The Supercombo
Architecture
A thorough technical breakdown of Comma AI's end-to-end driving model — its design decisions, trade-offs, and what each component is really doing.
00 Pipeline at a Glance
Supercombo is a single unified neural network ingesting raw camera frames and a handful of scalars, outputting a complete scene representation in one 20 Hz forward pass on a Snapdragon 845.
01 Inputs
Primary — Stacked Frame Tensor
Camera frames are converted to YUV420 (planar) and two consecutive frames are stacked channel-wise, giving the CNN implicit access to optical flow without a separate flow estimator:
Why YUV? Hardware ISPs output YUV natively. Skipping the conversion saves compute on-device. YUV also separates luminance (geometry, edges) from chrominance, which can encourage cleaner feature hierarchies. Why two frames? The difference between frames encodes velocity and moving objects implicitly — no dedicated flow estimator needed.
Side Inputs (post-CNN, injected into GRU)
02 CNN Backbone
A custom ResNet variant designed for 128×256 YUV input. It global-average-pools its final feature volume to produce a 512-d scene summary for the GRU — no spatial feature map preserved.

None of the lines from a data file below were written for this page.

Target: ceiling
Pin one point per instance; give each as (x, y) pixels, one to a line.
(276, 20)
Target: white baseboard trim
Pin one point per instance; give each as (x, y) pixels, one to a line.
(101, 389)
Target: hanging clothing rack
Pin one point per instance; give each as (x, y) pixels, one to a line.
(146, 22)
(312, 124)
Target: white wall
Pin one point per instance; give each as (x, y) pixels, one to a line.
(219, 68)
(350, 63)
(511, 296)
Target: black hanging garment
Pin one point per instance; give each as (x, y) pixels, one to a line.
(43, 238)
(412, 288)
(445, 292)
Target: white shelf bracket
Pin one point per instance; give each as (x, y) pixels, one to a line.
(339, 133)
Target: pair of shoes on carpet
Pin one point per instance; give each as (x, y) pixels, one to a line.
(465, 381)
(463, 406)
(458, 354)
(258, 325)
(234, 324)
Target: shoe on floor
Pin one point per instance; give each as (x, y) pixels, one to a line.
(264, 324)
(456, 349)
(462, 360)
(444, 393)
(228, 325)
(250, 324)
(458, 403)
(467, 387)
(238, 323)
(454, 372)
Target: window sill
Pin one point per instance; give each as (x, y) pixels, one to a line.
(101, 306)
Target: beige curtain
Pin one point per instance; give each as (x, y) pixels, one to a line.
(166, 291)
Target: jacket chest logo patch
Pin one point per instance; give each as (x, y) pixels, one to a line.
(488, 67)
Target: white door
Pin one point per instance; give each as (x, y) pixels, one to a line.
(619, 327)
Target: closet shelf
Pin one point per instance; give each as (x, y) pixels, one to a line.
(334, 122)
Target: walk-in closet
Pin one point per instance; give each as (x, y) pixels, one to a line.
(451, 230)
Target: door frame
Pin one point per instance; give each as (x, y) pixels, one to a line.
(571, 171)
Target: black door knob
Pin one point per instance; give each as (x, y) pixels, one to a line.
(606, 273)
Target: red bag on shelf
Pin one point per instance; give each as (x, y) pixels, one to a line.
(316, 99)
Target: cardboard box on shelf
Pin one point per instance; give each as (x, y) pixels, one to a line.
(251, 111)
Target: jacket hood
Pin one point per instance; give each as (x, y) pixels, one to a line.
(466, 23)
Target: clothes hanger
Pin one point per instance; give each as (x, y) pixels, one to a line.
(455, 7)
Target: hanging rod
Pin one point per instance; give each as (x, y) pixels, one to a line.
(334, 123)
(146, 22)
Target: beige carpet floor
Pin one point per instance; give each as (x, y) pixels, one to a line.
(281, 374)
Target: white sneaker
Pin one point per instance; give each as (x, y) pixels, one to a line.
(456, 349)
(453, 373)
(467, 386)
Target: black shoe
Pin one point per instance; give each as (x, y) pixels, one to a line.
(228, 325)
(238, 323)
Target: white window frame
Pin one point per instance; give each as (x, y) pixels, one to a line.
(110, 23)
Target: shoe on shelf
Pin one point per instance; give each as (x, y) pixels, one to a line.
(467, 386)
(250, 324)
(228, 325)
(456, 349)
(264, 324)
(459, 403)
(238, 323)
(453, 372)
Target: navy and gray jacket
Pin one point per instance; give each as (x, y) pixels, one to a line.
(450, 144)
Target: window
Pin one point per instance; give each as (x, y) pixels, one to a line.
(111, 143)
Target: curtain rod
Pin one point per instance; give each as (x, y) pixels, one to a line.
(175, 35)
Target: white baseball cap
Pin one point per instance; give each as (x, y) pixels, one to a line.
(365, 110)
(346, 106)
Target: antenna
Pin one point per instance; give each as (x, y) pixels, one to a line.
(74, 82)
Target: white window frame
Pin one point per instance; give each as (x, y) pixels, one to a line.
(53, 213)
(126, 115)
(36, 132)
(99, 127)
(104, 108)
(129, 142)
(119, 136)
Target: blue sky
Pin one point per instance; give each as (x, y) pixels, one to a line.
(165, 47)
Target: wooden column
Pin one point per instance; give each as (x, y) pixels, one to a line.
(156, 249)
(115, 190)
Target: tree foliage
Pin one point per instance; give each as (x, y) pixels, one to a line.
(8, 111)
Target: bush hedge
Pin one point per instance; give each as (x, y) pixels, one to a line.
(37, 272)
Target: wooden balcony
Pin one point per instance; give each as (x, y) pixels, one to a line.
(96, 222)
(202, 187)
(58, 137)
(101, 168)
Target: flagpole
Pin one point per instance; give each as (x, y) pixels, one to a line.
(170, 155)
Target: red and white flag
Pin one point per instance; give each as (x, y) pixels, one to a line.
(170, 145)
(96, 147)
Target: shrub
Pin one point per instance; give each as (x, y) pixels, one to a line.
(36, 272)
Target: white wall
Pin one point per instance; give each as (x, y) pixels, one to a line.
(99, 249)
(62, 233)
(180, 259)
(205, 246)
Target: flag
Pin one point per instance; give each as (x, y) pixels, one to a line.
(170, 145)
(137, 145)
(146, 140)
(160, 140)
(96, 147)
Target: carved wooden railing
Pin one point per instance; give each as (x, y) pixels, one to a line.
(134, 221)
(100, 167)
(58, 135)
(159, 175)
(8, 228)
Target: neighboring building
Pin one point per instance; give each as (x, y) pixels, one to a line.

| Choice | What Comma Did | Why |
|---|---|---|
| Resolution | 128×256 | ~4× smaller than detection models. Enough for road geometry; critical for 20 Hz on mobile SoC. |
| Output | Global avg pool → 512-d | Forces entire scene into a fixed token. Efficient but discards spatial localisation. |
| Architecture | Custom ResNet | Residual connections for gradient flow through ~13M params. Proven for structured prediction. |
| Input channels | 12-ch YUV pair | Atypical — first conv layer randomly initialised, no ImageNet transfer possible. |
The Calibration Transform
Before the CNN, frames are reprojected into a calibrated coordinate frame — a virtual camera pointing straight ahead, level with the road. This removes pitch/roll variation, so road geometry always appears at a near-constant location in the image. A manual inductive bias that dramatically simplifies what the CNN must learn.
03 GRU Temporal Module
A single GRU cell with 512 hidden units — the model's entire working memory. CNN embedding plus side inputs are concatenated as the GRU input vector each timestep.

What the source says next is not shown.